School of Life Science and TechnologyShanghai Tech UniversityShanghaiChina.
Hepatology. 2022 Dec;76(6):1690-1705. doi: 10.1002/hep.32436. Epub 2022 Mar 22.
Hepatocyte transplantation has been demonstrated to be effective to treat liver metabolic disease and acute liver failure. Nevertheless, the shortage of donor hepatocytes restrained its application in clinics. To expand human hepatocytes at a large scale, several dedifferentiation-based protocols have been established, including proliferating human hepatocytes (ProliHH). However, the decreased transplantation efficiency of these cells after long-term expansion largely impedes their application.

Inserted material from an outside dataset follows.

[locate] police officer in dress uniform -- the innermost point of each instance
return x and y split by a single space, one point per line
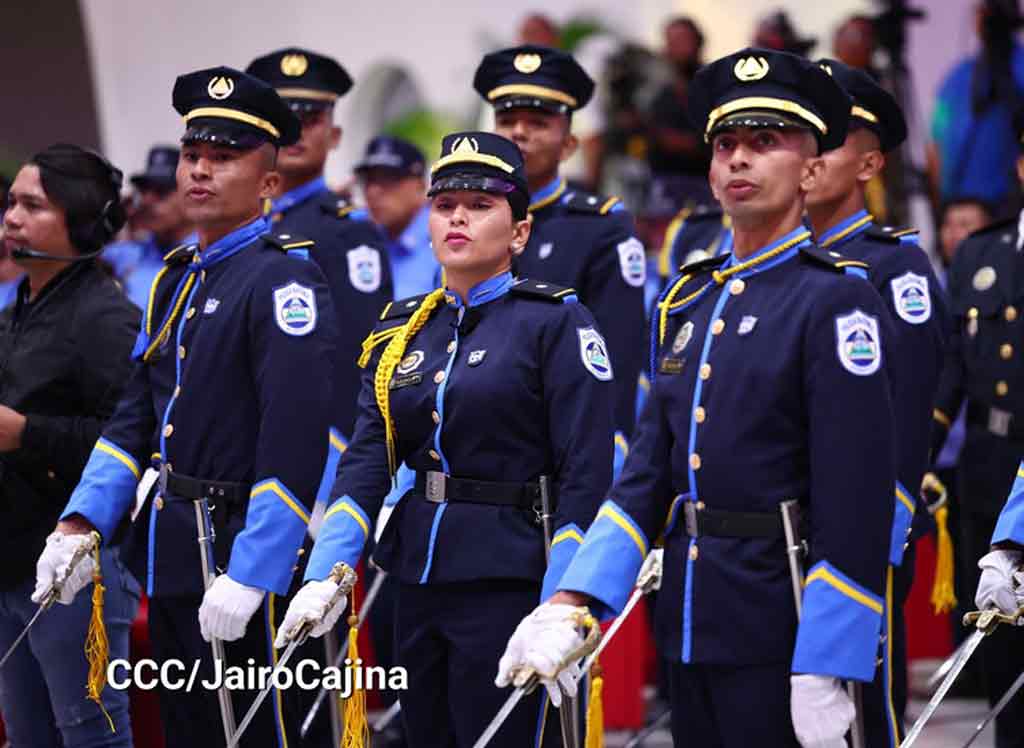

We found that accompanied with dedifferentiation, long-term cultured ProliHH (lc-ProliHH) up-regulated a panel of chemokines and cytokines related to innate immunity, which were referred to as dedifferentiation-associated inflammatory factors (DAIF). DAIF elicited excessive macrophage responses, accounting for the elimination of lc-ProliHH specifically during engraftment. Two possible strategies to increase ProliHH transplantation were then characterized. Blockage of innate immune response by dexamethasone reverted the engraftment and repopulation of lc-ProliHH to a level comparable to primary hepatocytes, resulting in improved liver function and a better survival of fumarylacetoacetate hydrolase-deficient mice. Alternatively, rematuration of lc-ProliHH as organoids reduced the expression of DAIF and led to markedly improved engraftment.
These results revealed that lc-ProliHH triggers exacerbated macrophage activation by DAIF and provided potential solutions for clinical transplantation of lc-ProliHH.
肝细胞移植已被证明可有效治疗肝脏代谢疾病和急性肝衰竭。然而,供体肝细胞的短缺限制了其在临床上的应用。为了大规模扩增人肝细胞,已经建立了几种去分化为基础的方案,包括增殖人肝细胞(ProliHH)。然而,这些细胞在长期扩增后移植效率的降低在很大程度上阻碍了它们的应用。
我们发现,随着去分化,长期培养的 ProliHH(lc-ProliHH)上调了一组与固有免疫相关的趋化因子和细胞因子,这些因子被称为去分化相关的炎症因子(DAIF)。DAIF 引发了过度的巨噬细胞反应,这是导致 lc-ProliHH 在移植过程中被特异性消除的原因。然后,我们描述了两种增加 ProliHH 移植的可能策略。地塞米松阻断固有免疫反应可使 lc-ProliHH 的植入和再殖恢复到与原代肝细胞相当的水平,从而改善肝功能和 fumarylacetoacetate hydrolase 缺陷小鼠的存活率。或者,lc-ProliHH 作为类器官的再成熟降低了 DAIF 的表达,并导致植入明显改善。
这些结果表明,lc-ProliHH 通过 DAIF 引发了加剧的巨噬细胞激活,并为 lc-ProliHH 的临床移植提供了潜在的解决方案。